Sankaku Complex Forums » Meta

Sankaku Complex viewed from Google

  1. CC said:
    Googles image search seems to do a pretty poor job at indexing them to.
    Looking at the generated sourcecode for an image page a few possible causes come to light.

    1. Alt text repeats the URL's keywords, might be considered as keyword spam.
    2. Non-standard orig_height and orig_width attributes in the image attribute, guessing they have to do something with the javascript functions being able to do something with them.
    3. The count is visibility: hidden to people with javascript disabled, might get blacklisted for that

    Not sure how any of the other image search engines work as I don't use them :), search engine optimizing has only been worth it for google for me. As the country where I live in googles market share is over 9000! errr like 98%.

    Alt text is the main determinant of the image search's keywords. If it isn't there you can pretty much forget about the image coming up; but as you say, duplicates may not be good...

    Count? Which part were we talking about? Not sure, but I heard "display: none;" is ok? Certainly it is used on the main site without issue.

    Posted 7 years ago # Quote
  2. Avatar Image

    CC

    <script type="text/javascript" src="http://www.statcounter.com/counter/counter.js"></script>
    <noscript>
    <div style="display:none;" class="statcounter">

    </div>
    </noscript>

    That bit might cause some problems, no idea how it would be useful to display something hidden if someone does not have javascript enabled..
    Something like "No stats for you unless you enable javascript" would make more sense.

    No idea based on what base crawlers decide hidden content would be something to blacklist, but if it's for example total % of total page content than a gallery would need very little hidden content to get blacklisted.

    [edit]
    Looks like I found the real cause..
    Remember me having problems fetching the xml stuff in PHP? I'm guessing it's blocking google as well.

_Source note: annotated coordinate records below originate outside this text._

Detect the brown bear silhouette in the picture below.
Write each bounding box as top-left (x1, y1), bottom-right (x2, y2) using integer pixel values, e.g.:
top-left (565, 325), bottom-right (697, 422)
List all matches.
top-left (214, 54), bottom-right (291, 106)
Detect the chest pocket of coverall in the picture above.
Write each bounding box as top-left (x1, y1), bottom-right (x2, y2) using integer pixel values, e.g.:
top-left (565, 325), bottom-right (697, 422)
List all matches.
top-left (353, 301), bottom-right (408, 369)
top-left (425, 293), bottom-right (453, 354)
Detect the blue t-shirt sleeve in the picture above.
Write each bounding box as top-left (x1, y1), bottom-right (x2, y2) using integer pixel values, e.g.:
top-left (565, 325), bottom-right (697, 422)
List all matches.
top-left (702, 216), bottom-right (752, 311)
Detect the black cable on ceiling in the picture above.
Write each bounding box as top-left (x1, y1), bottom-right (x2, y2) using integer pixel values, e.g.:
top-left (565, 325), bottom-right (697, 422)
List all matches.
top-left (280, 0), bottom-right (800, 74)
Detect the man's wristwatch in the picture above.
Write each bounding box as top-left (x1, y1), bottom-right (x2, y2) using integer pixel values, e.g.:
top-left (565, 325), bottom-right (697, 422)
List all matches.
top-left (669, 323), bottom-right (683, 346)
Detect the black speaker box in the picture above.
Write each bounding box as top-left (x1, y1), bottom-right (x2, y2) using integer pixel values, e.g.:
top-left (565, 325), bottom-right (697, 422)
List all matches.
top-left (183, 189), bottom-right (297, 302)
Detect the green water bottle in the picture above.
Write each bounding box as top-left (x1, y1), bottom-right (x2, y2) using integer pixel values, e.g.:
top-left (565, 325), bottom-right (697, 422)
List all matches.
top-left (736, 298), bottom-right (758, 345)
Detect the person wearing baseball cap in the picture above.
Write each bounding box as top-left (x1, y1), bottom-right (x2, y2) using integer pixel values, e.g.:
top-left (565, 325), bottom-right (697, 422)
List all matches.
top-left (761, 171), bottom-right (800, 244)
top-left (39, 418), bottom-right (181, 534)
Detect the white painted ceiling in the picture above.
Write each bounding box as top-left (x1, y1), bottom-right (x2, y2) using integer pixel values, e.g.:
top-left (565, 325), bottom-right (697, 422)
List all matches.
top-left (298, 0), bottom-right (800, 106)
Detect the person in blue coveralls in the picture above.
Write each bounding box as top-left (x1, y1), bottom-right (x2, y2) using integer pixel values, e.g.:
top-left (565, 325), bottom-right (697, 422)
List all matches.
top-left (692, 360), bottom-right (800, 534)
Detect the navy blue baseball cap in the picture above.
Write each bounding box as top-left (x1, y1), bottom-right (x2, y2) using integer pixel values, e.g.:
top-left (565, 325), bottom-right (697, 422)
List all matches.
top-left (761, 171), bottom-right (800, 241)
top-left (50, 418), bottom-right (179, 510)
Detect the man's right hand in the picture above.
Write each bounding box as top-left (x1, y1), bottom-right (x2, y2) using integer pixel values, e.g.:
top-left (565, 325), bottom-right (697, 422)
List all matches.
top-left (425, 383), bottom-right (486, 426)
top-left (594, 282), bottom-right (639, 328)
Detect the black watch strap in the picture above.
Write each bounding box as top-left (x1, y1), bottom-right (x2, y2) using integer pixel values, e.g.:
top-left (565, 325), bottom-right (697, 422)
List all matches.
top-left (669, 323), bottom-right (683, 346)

    You might find this interesting. Normal google results:
    a whopping 12.500 results
    Now let's see do an image search limited to the same domain:
    a mere 83 results .

    Even worse, for comparison a moe.imouto.org image search gets 9 reults!

    Normally when blocking automatic requests, exceptions are added for search engines.. think someone forgot to do that.

    Posted 7 years ago # Quote
  3. You broke the site CC! Nice job.

    (looks like the HTML in your post was not sanitised by the forum feed display... I believe it has a strip tags feature so I will restore it when I have time to fiddle)

    Posted 7 years ago # Quote
  4. Avatar Image

    CC

    Huh? What did I do?
    The [ code ] tag overflowing?
    Add the following css to the pre, code identifiers:

    display: block;
    width: 580px;
    overflow-x: scroll; /* CSS3, wont validate */

    To fix the brs..
    pre br, code br
    {
    display: none;
    }

    If it was anything else.. my apologies though I've no idea what I did.

    Anyways, It's strange.. using the Firefox user-agent addon, loaded in a xml file with a ton user agent strings and according to http://www.useragentstring.com/ I am currently the google bot. Can still access chan.sankakucomplex.com just fine though. Even tried accessing an image directly and did a hard refresh.. shows up no problem.
    (logged out to to prevent it from filtering me out that way).
    So maybe I nubed up my own code before and google is biting the dust due to robots.txt or something?

    EDIT
    Ah I see, the latest forum posts thing doesn't do a htmlspecialchars(). In that case I blame bad programming instead of myself ;)

    Posted 7 years ago # Quote
  5. Avatar Image

    CC

    Bleh edit time exceeded.

    Looks like my "I R Searchengine" disguise failed, as linkinstreets page managed to sniff me out as a fake. So.. maybe google gets served different content from me-the-pretender still.

    Posted 7 years ago # Quote
  6. You're quite right of course, it was bad coding on the defaults. It would have happened eventually... Going to take a look at this.

    Did you check the robots.txt? I think it is mostly unmodified. Perhaps I should add a blanket exception for the image crawler, or Google completely?

    Interestingly, I saw that it is using the softsubs as the description for the images indexed - Beako gets "Damn all you lolicon!" as her description.

    By the way, I see 227 images (using .com) - different datacentre perhaps...

    Posted 7 years ago # Quote
  7. The stats for chan.sankakucomplex.com are ludicrous:

    images.google.com / referral 90 45.66 00:14:21 81.11% 18.89%

    The site gets on average 7,000 visits a day, and these stats are for a whole month. Need to get indexed.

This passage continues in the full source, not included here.